Calia sintió el impacto en su pecho como si esa barrera de madera fuese una jaula que sellaba su destino. Con los puños cerrados, giró rápidamente y se lanzó hacia la puerta, golpeándola con furia.

—¡No puedes encerrarme aquí, maldito sea tu nombre, demonio! —gritó, su voz cargada de desesperación y rabia.

Desde el otro lado, el alfa se quedó en silencio por un momento antes de responder, su voz grave y firme.

—No tienes idea de lo que me obligas a hacer, monjita. Te quedas aquí hasta que aprendas que no puedes huir de mí.

Las palabras de Aleckey la golpearon con la fuerza de una sentencia. Sus piernas flaquearon y tuvo que apoyarse en la puerta para no caer. Sus ojos recorrieron la habitación en busca de una salida, pero las ventanas estaban aseguradas con gruesos barrotes de hierro que antes no se encontraban en ese lugar. Estaba atrapada, como un pájaro en una jaula dorada.

Con un sollozo ahogado, cayó de rodillas frente al lecho de pieles que ocupaba el centro de la habitación. Llevó las manos a su pecho, cerrando los ojos con fuerza mientras inclinaba la cabeza. Su fe era lo único que le quedaba, la única ancla que podía sostenerla en medio de aquella tormenta.

—Señor, dame fuerza. No permitas que mi alma se quiebre bajo el peso de este destino cruel.

Susurró su plegaria una y otra vez, aferrándose a cada palabra como si fueran un escudo contra la oscuridad que la rodeaba. Pero, a pesar de su fervor, la duda comenzó a filtrarse en su corazón. ¿Había sido abandonada por su señor? ¿Acaso su Dios la había entregado a manos de un demonio, sin esperanza de salvación?

Las horas pasaron y la fatiga la venció. Se dejó caer sobre las pieles, con la mirada clavada en el techo. Sus ojos ardían de tanto llorar, pero el sueño se negaba a tomarla. Su mente no podía dejar de pensar en él, en su mirada dorada que la seguía a donde fuera, en la forma en que su voz la envolvía con una fuerza que no comprendía.

(…)

Un ruido la sobresaltó. La puerta se abrió de repente y Aleckey entró, su silueta imponente recortada contra la luz del pasillo. Sus ojos la recorrieron de arriba abajo, evaluándola.

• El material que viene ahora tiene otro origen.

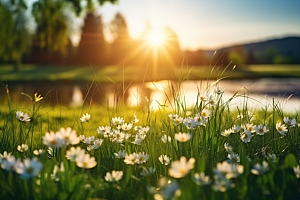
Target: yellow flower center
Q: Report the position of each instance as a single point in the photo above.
(183, 171)
(29, 170)
(261, 130)
(53, 142)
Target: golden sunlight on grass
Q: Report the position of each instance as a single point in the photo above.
(156, 37)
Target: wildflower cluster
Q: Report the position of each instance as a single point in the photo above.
(82, 159)
(26, 169)
(62, 137)
(124, 132)
(136, 158)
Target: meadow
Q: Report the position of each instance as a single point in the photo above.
(116, 74)
(207, 151)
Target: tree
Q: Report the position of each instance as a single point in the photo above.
(121, 41)
(92, 48)
(52, 25)
(237, 55)
(14, 33)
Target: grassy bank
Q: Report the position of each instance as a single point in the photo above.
(139, 74)
(206, 151)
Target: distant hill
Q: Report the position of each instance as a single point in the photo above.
(286, 46)
(274, 51)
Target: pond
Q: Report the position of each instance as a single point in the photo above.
(159, 93)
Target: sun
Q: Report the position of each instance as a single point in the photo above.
(156, 38)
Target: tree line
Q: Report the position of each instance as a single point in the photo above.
(48, 42)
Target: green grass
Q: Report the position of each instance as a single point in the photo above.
(140, 74)
(206, 146)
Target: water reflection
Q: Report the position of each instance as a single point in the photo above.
(162, 93)
(259, 93)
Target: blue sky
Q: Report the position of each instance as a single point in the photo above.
(210, 24)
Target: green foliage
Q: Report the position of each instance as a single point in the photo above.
(52, 26)
(14, 35)
(278, 180)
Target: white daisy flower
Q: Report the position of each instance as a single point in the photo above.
(104, 130)
(164, 159)
(68, 136)
(281, 128)
(29, 168)
(297, 171)
(246, 136)
(219, 90)
(201, 179)
(233, 158)
(117, 121)
(113, 176)
(289, 122)
(52, 140)
(190, 123)
(165, 138)
(85, 161)
(261, 129)
(10, 163)
(126, 127)
(141, 158)
(120, 154)
(182, 137)
(226, 132)
(260, 169)
(38, 152)
(212, 100)
(227, 147)
(181, 168)
(236, 129)
(22, 147)
(73, 153)
(23, 117)
(85, 118)
(227, 170)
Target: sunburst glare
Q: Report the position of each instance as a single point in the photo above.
(156, 37)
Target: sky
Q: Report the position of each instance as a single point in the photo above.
(210, 24)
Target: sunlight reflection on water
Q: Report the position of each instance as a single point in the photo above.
(260, 93)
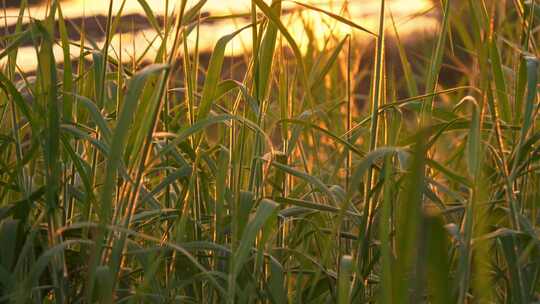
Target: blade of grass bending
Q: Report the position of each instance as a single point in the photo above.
(377, 95)
(213, 74)
(265, 211)
(114, 159)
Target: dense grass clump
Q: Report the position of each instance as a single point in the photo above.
(183, 181)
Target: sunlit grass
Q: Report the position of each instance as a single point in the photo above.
(305, 171)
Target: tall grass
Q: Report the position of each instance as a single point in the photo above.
(124, 182)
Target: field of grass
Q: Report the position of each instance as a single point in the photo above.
(124, 181)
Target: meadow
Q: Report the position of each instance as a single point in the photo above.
(317, 171)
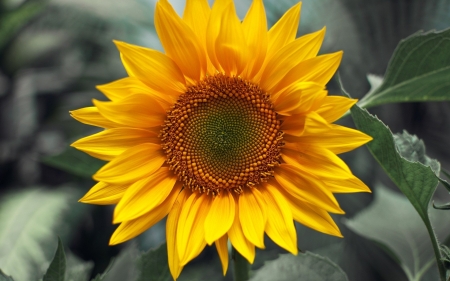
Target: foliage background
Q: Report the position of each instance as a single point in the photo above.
(54, 52)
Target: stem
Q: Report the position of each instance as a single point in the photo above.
(241, 267)
(437, 252)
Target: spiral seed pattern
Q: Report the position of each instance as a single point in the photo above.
(223, 133)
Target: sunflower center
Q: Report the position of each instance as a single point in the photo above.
(222, 134)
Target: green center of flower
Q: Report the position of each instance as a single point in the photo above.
(222, 134)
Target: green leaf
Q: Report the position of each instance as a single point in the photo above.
(75, 162)
(4, 277)
(419, 71)
(77, 269)
(153, 265)
(12, 21)
(30, 220)
(57, 268)
(392, 222)
(417, 181)
(412, 148)
(123, 267)
(307, 266)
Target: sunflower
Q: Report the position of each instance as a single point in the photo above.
(229, 132)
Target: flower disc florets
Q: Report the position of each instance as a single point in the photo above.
(222, 134)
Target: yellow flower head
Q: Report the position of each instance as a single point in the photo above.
(229, 133)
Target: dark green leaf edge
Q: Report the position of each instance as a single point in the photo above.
(4, 277)
(422, 211)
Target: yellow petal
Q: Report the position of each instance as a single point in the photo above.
(153, 68)
(222, 250)
(110, 143)
(104, 194)
(145, 195)
(338, 139)
(350, 185)
(298, 98)
(253, 216)
(296, 125)
(305, 187)
(333, 107)
(134, 164)
(180, 42)
(213, 30)
(311, 216)
(196, 15)
(191, 231)
(220, 217)
(124, 87)
(171, 234)
(139, 111)
(319, 70)
(289, 56)
(230, 45)
(314, 160)
(132, 228)
(284, 31)
(254, 26)
(280, 223)
(91, 116)
(238, 240)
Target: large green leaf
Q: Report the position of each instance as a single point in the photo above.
(153, 265)
(4, 277)
(419, 70)
(30, 220)
(57, 269)
(123, 267)
(75, 162)
(77, 269)
(307, 266)
(417, 181)
(392, 222)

—Has estado llorando —señaló, su tono más bajo de lo habitual.

Calia se irguió, fulminándolo con la mirada.

—¿Eso te conmueve? —espetó, con la voz cargada de veneno.

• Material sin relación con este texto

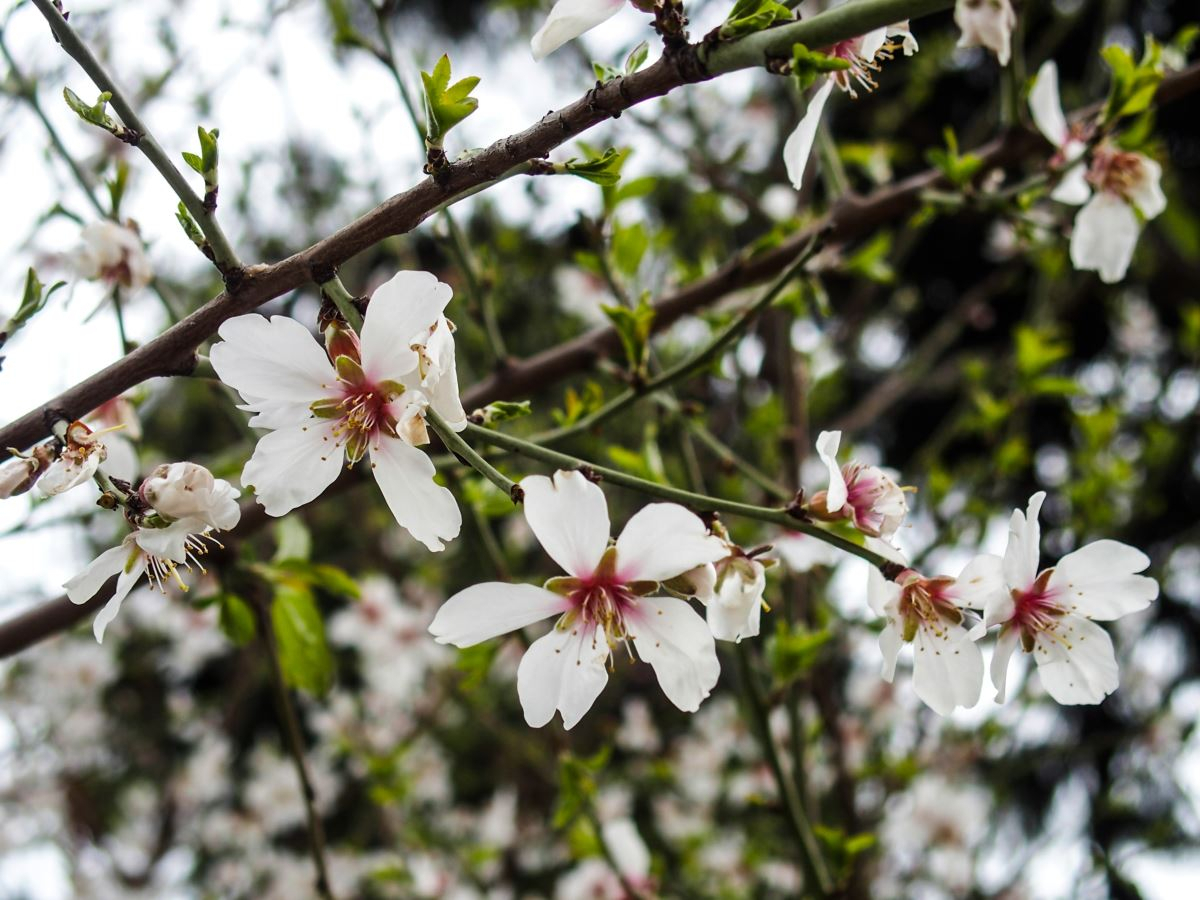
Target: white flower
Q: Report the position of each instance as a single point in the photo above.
(361, 395)
(82, 454)
(185, 490)
(568, 19)
(863, 493)
(1115, 189)
(947, 665)
(1050, 613)
(863, 54)
(157, 552)
(987, 23)
(113, 253)
(606, 600)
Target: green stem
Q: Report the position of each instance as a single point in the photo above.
(815, 867)
(459, 447)
(223, 255)
(342, 299)
(780, 517)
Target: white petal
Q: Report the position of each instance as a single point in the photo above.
(799, 144)
(569, 19)
(421, 505)
(1000, 657)
(486, 611)
(827, 449)
(124, 586)
(947, 669)
(1146, 192)
(401, 313)
(1104, 237)
(276, 360)
(570, 520)
(293, 466)
(83, 587)
(981, 582)
(1078, 665)
(1045, 105)
(1024, 551)
(664, 540)
(1099, 580)
(564, 671)
(676, 641)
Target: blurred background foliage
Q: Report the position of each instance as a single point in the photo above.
(957, 346)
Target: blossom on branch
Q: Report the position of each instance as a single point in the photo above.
(865, 495)
(568, 19)
(947, 665)
(987, 23)
(357, 396)
(1053, 612)
(1119, 190)
(611, 597)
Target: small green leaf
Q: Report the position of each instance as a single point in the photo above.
(300, 636)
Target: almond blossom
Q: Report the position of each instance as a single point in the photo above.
(1119, 190)
(1053, 612)
(357, 396)
(947, 665)
(987, 23)
(611, 597)
(863, 54)
(156, 552)
(865, 495)
(568, 19)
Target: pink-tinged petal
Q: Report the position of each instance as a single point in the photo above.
(827, 449)
(1000, 657)
(1077, 663)
(1104, 237)
(1146, 192)
(124, 586)
(676, 641)
(981, 583)
(1047, 107)
(565, 671)
(83, 587)
(891, 641)
(486, 611)
(568, 19)
(274, 360)
(569, 516)
(664, 540)
(947, 669)
(426, 509)
(400, 315)
(1024, 549)
(1099, 581)
(293, 466)
(798, 148)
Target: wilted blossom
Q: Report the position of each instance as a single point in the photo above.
(1119, 190)
(987, 23)
(113, 253)
(568, 19)
(865, 495)
(607, 600)
(1053, 612)
(358, 395)
(947, 665)
(864, 55)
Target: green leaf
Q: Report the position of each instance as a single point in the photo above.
(750, 16)
(634, 329)
(300, 636)
(445, 105)
(237, 619)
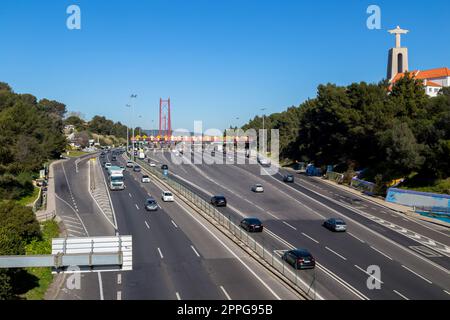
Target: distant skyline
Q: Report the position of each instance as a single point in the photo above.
(216, 60)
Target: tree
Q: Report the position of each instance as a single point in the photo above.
(19, 220)
(53, 107)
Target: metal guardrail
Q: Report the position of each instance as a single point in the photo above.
(268, 255)
(334, 176)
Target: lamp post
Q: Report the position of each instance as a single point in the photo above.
(133, 96)
(128, 129)
(264, 133)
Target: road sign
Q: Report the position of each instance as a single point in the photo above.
(102, 252)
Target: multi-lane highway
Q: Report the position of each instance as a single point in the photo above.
(411, 256)
(176, 254)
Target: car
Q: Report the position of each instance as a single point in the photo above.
(252, 225)
(258, 188)
(299, 259)
(151, 205)
(335, 224)
(167, 196)
(219, 201)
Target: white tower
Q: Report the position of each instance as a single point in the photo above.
(398, 56)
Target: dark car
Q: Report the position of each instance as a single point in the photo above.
(252, 225)
(299, 259)
(334, 224)
(219, 201)
(151, 205)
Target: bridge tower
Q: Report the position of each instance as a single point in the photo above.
(165, 123)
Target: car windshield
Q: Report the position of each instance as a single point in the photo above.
(301, 253)
(254, 221)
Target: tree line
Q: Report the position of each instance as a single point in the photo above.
(391, 131)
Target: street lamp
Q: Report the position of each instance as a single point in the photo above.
(128, 138)
(133, 96)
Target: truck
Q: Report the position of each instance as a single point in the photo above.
(115, 177)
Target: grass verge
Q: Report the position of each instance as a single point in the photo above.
(50, 230)
(28, 200)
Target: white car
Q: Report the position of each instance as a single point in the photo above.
(258, 188)
(167, 196)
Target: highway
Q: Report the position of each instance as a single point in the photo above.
(293, 215)
(176, 254)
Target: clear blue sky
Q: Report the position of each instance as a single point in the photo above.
(216, 59)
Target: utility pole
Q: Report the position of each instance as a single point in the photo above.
(128, 135)
(132, 123)
(264, 133)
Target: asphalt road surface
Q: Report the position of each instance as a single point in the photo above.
(293, 214)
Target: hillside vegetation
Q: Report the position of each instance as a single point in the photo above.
(392, 134)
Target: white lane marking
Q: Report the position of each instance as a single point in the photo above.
(225, 293)
(312, 239)
(340, 256)
(195, 251)
(370, 275)
(290, 226)
(382, 253)
(100, 285)
(76, 213)
(401, 295)
(352, 235)
(420, 276)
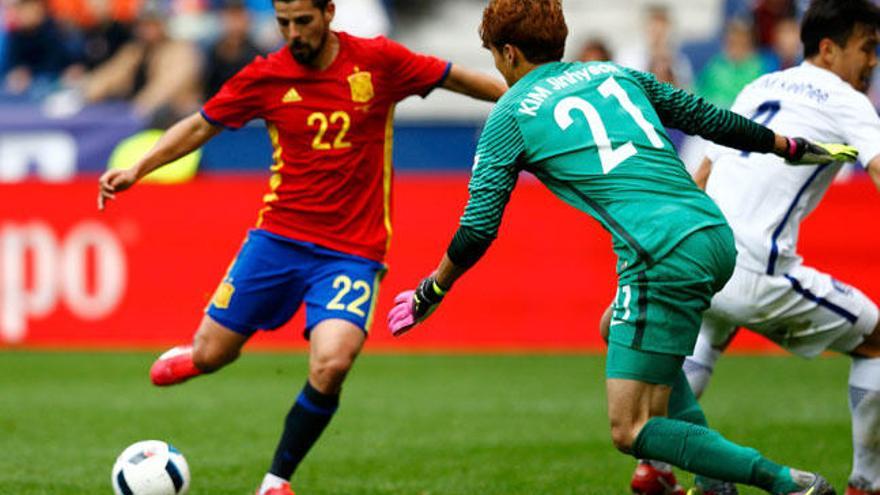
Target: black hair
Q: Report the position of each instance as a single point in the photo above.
(836, 20)
(320, 4)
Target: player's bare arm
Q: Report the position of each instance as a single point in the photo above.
(701, 176)
(874, 171)
(474, 84)
(182, 138)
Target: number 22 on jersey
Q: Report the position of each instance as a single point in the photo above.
(609, 156)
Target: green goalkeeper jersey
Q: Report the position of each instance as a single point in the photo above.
(593, 133)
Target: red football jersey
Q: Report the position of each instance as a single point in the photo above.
(331, 131)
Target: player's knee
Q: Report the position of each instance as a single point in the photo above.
(870, 347)
(328, 372)
(623, 435)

Aleckey se acercó lentamente, su expresión ilegible. Cuando estuvo frente a ella, se inclinó levemente y deslizando un dedo por su mejilla, secó el rastro de una lágrima, Calia no se había apartado de su toque esta vez.

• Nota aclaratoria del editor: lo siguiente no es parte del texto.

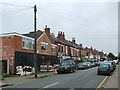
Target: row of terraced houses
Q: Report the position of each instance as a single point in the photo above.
(18, 49)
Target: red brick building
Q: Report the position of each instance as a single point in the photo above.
(17, 50)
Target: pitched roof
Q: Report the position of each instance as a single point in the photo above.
(31, 34)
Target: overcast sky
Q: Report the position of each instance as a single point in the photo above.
(93, 23)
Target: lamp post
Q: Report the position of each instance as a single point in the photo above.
(35, 49)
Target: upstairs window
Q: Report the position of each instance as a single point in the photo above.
(53, 48)
(44, 46)
(27, 43)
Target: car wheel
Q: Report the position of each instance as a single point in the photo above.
(59, 72)
(74, 70)
(98, 73)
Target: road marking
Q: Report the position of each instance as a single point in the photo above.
(102, 82)
(51, 85)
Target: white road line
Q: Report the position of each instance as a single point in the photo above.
(51, 85)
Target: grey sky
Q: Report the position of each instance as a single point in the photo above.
(91, 23)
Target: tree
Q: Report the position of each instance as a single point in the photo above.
(111, 56)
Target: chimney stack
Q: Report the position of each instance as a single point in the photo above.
(47, 30)
(81, 45)
(63, 36)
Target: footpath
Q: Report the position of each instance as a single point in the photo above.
(20, 79)
(112, 82)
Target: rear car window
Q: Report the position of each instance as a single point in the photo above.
(104, 65)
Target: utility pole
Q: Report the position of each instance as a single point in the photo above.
(35, 49)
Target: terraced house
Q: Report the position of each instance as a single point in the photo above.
(18, 49)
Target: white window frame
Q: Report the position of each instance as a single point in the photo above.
(46, 44)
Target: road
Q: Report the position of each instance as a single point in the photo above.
(80, 79)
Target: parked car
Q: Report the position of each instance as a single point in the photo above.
(116, 61)
(93, 64)
(67, 67)
(113, 64)
(88, 64)
(82, 66)
(104, 68)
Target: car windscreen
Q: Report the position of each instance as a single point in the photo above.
(104, 65)
(64, 63)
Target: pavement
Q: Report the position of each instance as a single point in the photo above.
(113, 80)
(20, 79)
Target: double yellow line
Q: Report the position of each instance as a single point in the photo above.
(102, 83)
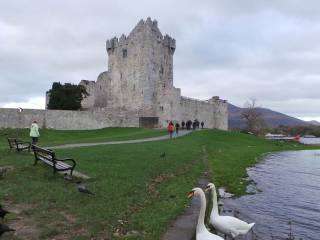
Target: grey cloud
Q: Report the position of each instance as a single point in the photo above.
(266, 49)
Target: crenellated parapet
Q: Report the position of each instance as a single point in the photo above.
(147, 27)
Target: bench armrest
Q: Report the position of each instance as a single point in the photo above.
(23, 142)
(67, 159)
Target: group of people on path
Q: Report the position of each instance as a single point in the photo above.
(185, 125)
(34, 132)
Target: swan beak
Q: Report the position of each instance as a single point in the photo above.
(190, 194)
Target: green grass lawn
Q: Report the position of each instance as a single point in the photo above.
(50, 137)
(138, 194)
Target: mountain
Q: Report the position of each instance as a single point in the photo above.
(314, 122)
(272, 118)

—No, monjita. Me irrita —susurró. —Porque significa que aún no entiendes que estás donde perteneces.

La intensidad de sus palabras la paralizó. Aleckey se irguó, observándola un instante más antes de darse la vuelta y salir, cerrando la puerta tras él.

Calia se llevó una mano al pecho, sintiendo el frenético latido de su corazón. A pesar de todo, a pesar del odio que decía sentir, una parte de ella temblaba ante su cercanía. Y eso la aterraba más que cualquier encierro.